Geldiğimiz ve durduğumuz yer itibariyle sizin pozisyonunuzdan çok da uzak olmadığını düşündüğüm bir yerdeyim. Ailemin, akrabalarımın, köylümün hatta akrabalık ilişkileri içerisinde bulunduğum yakın-komşu köylerin ahalilerinin tamamının durduğu yerden bir adım daha yukarı çıktığım için bulunduğum yerden şikayetçi değilim. Eminim siz de değilsinizdir. Okuyor, yazıyor, izliyor, çiziyor olmanız, sokağı, hayatı, dünyayı kavrama çabanız, bunlar üzerine aslında diğerlerinin de ikna olduğu ama güvenlik başta olmak üzere çeşitli kaygılardan dolayı kronikleşmiş oy verme ve particileşme kalıbını kıramayan akrabalarımız nezdinde bir utanç sebebi olmadığımızı düşünüyorum.
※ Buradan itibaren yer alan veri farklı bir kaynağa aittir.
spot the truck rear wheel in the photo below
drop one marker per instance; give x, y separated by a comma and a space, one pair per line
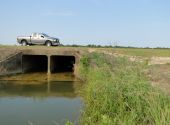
24, 43
48, 43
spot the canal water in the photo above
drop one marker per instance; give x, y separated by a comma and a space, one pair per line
38, 99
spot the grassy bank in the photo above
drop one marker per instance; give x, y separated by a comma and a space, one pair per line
143, 52
117, 92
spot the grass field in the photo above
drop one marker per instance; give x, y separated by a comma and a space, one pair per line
143, 52
118, 93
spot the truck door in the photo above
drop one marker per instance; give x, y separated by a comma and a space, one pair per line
34, 38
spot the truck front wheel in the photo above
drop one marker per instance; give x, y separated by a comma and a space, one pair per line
48, 43
24, 43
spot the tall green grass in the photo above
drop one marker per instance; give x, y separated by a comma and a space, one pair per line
117, 93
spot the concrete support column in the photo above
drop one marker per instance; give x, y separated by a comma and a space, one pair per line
49, 65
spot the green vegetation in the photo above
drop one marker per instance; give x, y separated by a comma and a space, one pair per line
143, 52
117, 92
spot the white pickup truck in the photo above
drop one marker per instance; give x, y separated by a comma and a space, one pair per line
38, 39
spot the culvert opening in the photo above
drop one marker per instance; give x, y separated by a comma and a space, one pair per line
62, 64
34, 63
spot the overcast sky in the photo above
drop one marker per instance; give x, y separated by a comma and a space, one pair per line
141, 23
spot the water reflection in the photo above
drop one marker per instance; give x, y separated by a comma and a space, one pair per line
44, 102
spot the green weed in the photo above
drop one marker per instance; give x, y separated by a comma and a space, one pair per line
117, 92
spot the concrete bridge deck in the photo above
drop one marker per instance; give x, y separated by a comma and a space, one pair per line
18, 59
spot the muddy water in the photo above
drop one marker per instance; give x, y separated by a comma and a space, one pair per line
38, 99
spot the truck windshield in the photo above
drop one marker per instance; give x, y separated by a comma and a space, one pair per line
45, 35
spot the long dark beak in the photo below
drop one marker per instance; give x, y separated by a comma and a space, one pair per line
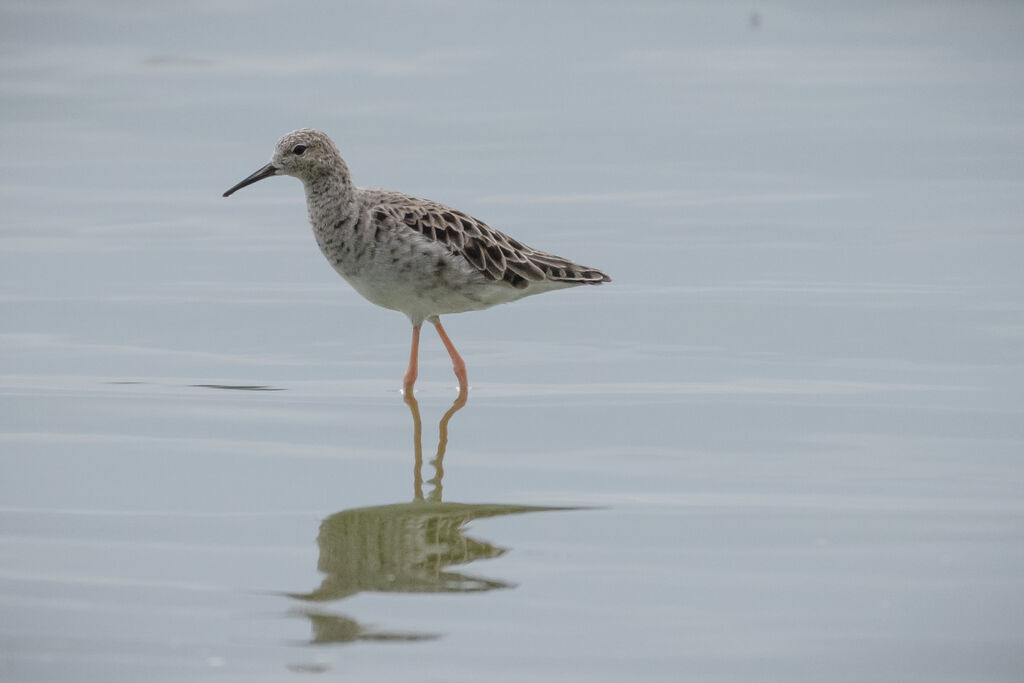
264, 172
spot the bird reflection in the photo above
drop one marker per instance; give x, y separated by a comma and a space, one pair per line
404, 547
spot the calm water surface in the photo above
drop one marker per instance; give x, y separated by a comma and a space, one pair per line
783, 444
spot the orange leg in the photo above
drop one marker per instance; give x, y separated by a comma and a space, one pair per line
458, 365
414, 355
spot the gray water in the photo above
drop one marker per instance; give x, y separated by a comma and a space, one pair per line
783, 444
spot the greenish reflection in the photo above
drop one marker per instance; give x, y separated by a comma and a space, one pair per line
403, 547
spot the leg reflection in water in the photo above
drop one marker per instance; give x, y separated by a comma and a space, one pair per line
402, 547
438, 461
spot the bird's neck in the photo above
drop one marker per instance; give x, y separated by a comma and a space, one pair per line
330, 198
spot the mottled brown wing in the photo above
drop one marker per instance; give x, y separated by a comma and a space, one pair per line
495, 254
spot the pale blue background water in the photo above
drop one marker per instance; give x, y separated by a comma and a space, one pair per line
796, 416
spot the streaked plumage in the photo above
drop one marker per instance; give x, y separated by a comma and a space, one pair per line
420, 257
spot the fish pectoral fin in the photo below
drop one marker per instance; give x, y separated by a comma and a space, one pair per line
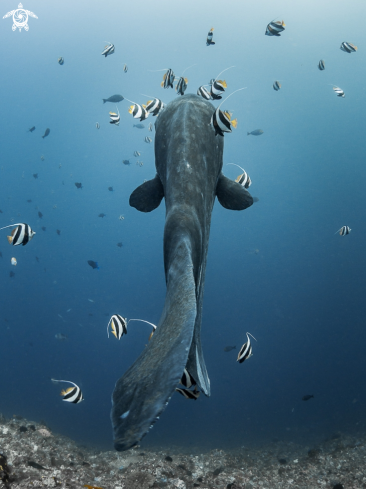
147, 196
232, 195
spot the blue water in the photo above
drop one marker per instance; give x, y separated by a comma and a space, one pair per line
302, 295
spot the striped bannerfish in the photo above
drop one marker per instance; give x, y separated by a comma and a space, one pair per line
21, 235
72, 394
343, 231
204, 93
168, 79
348, 47
154, 106
189, 394
187, 380
339, 92
181, 86
115, 117
243, 179
108, 49
209, 40
246, 350
118, 325
275, 27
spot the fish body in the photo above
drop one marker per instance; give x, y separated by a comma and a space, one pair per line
275, 28
209, 40
93, 264
113, 98
46, 133
184, 144
348, 47
108, 49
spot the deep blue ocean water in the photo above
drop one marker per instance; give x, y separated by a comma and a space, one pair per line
276, 270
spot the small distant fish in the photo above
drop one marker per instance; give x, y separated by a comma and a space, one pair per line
275, 27
344, 230
46, 133
72, 394
204, 93
189, 394
307, 397
246, 350
60, 337
118, 325
181, 86
348, 47
339, 92
93, 264
21, 235
209, 40
114, 118
168, 79
114, 98
108, 49
187, 380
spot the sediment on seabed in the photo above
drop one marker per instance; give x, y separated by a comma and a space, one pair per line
32, 456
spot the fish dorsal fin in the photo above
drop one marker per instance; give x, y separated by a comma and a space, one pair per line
231, 195
147, 196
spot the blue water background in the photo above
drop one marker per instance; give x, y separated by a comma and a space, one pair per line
302, 295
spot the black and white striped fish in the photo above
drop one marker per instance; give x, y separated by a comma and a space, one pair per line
118, 325
181, 86
339, 92
21, 235
204, 93
154, 106
108, 49
189, 394
168, 79
275, 27
344, 230
246, 350
209, 40
348, 47
187, 380
243, 179
72, 394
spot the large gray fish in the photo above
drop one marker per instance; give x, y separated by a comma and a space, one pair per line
189, 160
113, 98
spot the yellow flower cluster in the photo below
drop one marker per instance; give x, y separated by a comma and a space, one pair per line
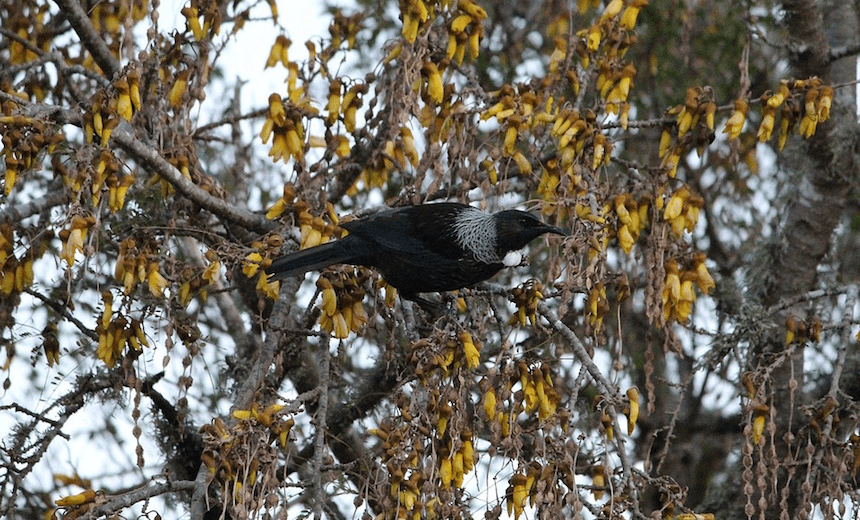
538, 391
417, 15
632, 219
760, 415
314, 229
404, 477
456, 463
138, 265
284, 124
464, 350
537, 482
694, 124
341, 304
615, 33
526, 298
27, 21
681, 210
735, 123
235, 456
122, 100
76, 506
808, 101
613, 82
597, 306
631, 409
347, 106
799, 330
270, 417
251, 267
23, 141
74, 236
117, 332
678, 293
465, 31
211, 14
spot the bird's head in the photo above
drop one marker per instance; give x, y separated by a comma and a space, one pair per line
515, 229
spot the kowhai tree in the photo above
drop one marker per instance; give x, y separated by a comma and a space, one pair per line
687, 351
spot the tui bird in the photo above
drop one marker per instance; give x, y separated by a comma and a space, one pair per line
425, 248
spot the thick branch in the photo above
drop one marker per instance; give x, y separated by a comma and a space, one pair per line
151, 160
89, 36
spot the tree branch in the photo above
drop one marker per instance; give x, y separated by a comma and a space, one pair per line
152, 160
90, 38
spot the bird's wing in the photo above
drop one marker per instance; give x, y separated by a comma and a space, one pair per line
411, 230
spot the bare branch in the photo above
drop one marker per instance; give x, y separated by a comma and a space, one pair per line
94, 43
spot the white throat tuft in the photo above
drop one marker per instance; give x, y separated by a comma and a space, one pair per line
475, 231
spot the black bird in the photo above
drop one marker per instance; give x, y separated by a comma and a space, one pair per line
424, 248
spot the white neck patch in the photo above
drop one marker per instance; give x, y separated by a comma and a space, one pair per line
476, 232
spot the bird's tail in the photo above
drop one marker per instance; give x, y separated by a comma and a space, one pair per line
298, 263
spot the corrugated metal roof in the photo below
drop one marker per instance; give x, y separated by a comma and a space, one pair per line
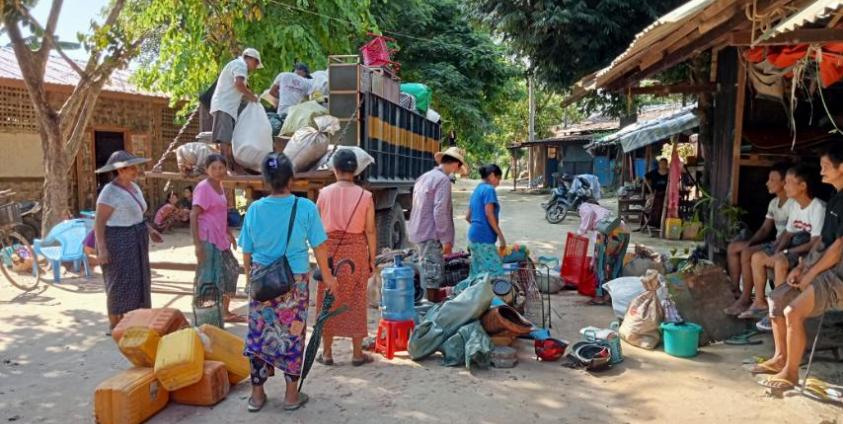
59, 72
809, 14
658, 29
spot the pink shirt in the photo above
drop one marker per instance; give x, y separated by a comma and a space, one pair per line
336, 204
213, 221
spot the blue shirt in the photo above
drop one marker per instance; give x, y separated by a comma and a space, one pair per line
480, 231
264, 232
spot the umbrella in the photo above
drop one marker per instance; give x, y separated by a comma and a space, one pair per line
316, 335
Sizin, benim ya da benzeri bir kimliğin, nerede, nasıl bir politik çevrede duracağımız, durduğumuz belki ailemizi rahatsız edebilir ama bir utanç sebebi olmaz. Çünkü biz katillerimizle yan yana durmamayı biraz önce saydığım çeşitli yetenek ve alışkanlıklarımızdan biliyoruz. Emin olun akrabalarımız da biliyor. Ablamıza -ki benim ablam yok- televizyon kapattıracak kadar yavuzun yanında duramayacağımızı herkes biliyor. Yavuz'un ya da Abdülkadir'in akrabalarının asıl derdi budur. Bu minvalda, Berkin'in ailesini yuhalatana el veren kişiye babalarımızın, ablalarımızın küsmesi, kırılması politik olarak da bizim konuşabileceğimiz bir şey olmalı. Tabii ki tek şey olmamalı ama bu aileden, bu gelenekten, bu insan nasıl çıkar, diyerek o insanı hayatın her alanında olduğu gibi buradan da eleştirmek siyasetin bir parçası olmalı. Bu tavır anaerkil ya da ataerkil bir tavır değil, aksine 600 yılı aşkın süredir yaşanmış bir mağdurluktan mazlumluğa dönüşün eleştirisidir.
Zalimden korkan bir baba, oğlunu zalimden korumak için ismiyle onu kamufle ederken (doğruluğu ayrıca tartışılır) oğlunun durduğu yer tam bir tez konusudur. Aynı örnek diğerleri için de üç aşağı beş yukarı geçerlidir.